Jane Thynne’s new novel Widowland is out this week. Published by Quercus under the penname (or should that be nom de guerre?) C.J. Carey it’s an alternate history set in 1953, on the verge of the coronation of King Edward VIII and Queen Wallis, in a Britain that is a Protectorate of the Third Reich. In a wide-ranging chat, she discussed the challenges of the book with Paul Simpson as well as the means by which governments keep their people from asking difficult questions…

Having just written a dystopia, this thing about government messaging is tremendously interesting, about keeping people uncertain of what the rules are or changing rules very quickly in a somewhat maverick way. It’s something I’ve become really interested in, particularly writing the sequel to Widowland, where I’ve imagined how a government and a regime work. Also because I’ve worked as a journalist, I’m really interested in government messaging, how we’re not quite sure what the message is and sometimes you’ll get two government ministers on the same programme saying different things.

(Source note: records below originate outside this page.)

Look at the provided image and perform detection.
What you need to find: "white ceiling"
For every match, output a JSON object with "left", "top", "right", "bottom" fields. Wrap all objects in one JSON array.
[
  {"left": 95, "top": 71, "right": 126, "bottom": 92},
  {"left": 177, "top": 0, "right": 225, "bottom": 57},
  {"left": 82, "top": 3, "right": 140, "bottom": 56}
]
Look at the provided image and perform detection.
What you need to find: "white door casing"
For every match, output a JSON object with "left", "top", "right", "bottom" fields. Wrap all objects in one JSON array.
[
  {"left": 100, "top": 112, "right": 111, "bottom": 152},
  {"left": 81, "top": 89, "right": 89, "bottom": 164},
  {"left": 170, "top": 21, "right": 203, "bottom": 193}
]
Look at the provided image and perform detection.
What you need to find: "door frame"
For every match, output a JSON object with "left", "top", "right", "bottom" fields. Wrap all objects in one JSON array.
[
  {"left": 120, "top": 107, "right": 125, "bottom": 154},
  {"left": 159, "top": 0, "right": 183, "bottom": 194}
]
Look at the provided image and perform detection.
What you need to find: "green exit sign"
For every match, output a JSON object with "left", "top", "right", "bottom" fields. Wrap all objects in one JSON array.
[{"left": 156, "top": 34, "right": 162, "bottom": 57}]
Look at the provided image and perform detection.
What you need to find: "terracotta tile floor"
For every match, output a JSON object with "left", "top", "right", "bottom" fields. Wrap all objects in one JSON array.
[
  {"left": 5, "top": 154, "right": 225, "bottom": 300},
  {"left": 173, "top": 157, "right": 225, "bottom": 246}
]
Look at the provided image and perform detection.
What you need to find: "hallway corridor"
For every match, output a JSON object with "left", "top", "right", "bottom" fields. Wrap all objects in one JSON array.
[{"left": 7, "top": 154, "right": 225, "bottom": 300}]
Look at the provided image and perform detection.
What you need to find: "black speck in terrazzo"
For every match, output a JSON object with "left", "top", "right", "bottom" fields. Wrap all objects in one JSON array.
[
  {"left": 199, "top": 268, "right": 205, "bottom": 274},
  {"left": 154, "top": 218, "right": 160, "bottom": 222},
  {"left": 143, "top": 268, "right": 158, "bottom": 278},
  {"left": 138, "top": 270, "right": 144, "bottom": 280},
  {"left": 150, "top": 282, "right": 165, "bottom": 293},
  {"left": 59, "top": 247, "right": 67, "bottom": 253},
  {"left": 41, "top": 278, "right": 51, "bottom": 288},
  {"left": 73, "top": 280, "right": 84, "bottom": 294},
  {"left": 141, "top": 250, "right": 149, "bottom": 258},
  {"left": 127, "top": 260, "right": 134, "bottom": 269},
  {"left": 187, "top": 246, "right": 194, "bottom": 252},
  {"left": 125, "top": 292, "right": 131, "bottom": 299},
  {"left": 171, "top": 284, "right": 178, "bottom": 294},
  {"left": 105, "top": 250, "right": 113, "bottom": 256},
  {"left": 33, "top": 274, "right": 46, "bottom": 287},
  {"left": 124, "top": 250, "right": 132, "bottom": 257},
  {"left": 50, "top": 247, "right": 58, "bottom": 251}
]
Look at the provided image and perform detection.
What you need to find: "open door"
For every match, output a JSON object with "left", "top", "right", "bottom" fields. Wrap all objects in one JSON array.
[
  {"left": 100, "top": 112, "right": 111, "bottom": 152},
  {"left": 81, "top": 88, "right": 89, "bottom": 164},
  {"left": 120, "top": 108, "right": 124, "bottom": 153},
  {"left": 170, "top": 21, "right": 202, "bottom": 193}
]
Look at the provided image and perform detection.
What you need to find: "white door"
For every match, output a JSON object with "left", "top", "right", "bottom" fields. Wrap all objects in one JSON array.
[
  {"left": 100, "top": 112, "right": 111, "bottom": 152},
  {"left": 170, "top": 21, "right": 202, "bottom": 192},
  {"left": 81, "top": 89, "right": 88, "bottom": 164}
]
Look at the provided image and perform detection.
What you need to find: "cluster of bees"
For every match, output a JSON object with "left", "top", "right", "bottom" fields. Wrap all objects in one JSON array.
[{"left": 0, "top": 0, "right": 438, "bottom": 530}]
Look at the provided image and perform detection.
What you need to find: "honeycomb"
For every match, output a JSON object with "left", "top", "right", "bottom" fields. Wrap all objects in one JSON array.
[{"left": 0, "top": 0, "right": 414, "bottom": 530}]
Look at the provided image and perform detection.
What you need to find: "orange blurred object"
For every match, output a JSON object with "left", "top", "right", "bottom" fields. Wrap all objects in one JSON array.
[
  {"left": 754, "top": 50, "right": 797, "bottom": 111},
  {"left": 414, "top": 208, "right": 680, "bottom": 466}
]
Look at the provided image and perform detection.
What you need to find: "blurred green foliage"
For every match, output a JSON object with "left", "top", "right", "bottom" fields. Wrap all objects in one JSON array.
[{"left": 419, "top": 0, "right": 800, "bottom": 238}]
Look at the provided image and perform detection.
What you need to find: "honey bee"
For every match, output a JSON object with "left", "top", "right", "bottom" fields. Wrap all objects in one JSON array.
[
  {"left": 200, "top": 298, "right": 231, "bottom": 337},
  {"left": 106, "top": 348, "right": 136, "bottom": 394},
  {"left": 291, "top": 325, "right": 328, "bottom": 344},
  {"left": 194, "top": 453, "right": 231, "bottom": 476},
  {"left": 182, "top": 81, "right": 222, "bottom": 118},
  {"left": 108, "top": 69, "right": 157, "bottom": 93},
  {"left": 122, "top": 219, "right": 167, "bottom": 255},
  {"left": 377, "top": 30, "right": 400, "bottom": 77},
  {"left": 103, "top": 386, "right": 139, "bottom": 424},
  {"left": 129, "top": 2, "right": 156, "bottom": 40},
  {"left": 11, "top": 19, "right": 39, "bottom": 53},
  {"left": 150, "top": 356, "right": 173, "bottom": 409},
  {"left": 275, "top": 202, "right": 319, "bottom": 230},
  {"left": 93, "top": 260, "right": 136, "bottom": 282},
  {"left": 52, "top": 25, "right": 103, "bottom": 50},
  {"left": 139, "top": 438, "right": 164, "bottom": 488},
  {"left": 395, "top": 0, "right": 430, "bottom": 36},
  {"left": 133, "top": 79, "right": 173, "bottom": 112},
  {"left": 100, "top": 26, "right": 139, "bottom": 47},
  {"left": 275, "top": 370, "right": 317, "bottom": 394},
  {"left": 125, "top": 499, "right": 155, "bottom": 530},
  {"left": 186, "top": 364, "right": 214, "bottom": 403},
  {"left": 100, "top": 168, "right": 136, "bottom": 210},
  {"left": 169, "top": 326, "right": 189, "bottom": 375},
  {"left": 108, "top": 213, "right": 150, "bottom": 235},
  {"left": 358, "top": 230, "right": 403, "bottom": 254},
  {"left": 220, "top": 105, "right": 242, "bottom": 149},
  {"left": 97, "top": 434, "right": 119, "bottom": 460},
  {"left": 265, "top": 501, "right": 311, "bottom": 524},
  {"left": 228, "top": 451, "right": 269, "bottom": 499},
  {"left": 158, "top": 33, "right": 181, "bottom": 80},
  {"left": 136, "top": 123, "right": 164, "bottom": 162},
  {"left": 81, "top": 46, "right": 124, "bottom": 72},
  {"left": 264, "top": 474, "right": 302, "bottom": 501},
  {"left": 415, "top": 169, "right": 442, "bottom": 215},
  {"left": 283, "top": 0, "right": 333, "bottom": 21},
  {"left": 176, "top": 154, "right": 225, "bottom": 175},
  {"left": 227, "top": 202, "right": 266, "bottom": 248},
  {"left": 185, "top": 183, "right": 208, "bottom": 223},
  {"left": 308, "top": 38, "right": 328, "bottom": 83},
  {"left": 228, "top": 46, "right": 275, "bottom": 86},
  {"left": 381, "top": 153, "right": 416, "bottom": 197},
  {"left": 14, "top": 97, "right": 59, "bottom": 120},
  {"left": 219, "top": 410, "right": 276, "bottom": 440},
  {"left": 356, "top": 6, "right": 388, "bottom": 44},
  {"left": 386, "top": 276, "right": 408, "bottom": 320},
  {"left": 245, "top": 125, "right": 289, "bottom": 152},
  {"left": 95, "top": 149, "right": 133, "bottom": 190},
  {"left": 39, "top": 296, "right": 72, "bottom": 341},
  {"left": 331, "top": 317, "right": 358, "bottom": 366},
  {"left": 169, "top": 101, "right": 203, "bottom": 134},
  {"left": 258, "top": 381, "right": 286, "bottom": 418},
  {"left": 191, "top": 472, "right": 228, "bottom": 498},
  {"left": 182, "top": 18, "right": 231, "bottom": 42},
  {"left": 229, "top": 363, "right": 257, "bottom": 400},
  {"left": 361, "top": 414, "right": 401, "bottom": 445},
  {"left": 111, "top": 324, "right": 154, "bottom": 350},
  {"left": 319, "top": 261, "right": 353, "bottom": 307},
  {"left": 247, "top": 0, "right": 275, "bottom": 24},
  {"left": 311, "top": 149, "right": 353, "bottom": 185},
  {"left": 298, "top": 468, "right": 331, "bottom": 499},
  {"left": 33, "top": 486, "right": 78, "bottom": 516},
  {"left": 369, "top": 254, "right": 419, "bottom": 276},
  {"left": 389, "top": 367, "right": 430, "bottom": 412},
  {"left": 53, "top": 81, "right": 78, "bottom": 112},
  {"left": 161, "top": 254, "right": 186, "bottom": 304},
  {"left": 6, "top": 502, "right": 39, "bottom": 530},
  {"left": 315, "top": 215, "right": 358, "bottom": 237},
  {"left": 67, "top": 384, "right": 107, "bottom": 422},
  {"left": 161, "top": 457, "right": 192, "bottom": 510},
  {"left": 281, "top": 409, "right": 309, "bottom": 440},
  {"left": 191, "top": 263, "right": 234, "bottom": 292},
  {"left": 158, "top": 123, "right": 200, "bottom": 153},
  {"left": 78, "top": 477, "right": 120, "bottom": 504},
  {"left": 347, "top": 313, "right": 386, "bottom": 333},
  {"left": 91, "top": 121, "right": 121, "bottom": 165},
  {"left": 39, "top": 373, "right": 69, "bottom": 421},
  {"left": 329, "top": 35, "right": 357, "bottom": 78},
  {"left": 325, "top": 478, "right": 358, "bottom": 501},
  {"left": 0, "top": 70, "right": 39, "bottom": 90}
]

If you’re a fiction writer, you can’t help thinking: ‘Is there an element of intentionality in this?’ because it messes with your psychology.

I’m a very firm believer, if it’s cock up or it’s conspiracy particularly where the British government is concerned, it’s cock up.

But being a journalist, you interface a lot with government departments so you know the cock up thing is so big – and instinctively I’m like you, much more cock up than conspiracy – but just occasionally…

I’ve been very very interested in the use of behavioural psychology in managing the pandemic and how a population can be persuaded to think and act in a certain way.

That’s really my number one interest, that people will do things they thought they’d never do. That’s why in Widowland, when the Alliance [between Britain and Germany] is formed and people adapt to it quite quickly, I wanted to show how actually things you never thought you’d do or imagine complying with, you’ll go along with quite easily.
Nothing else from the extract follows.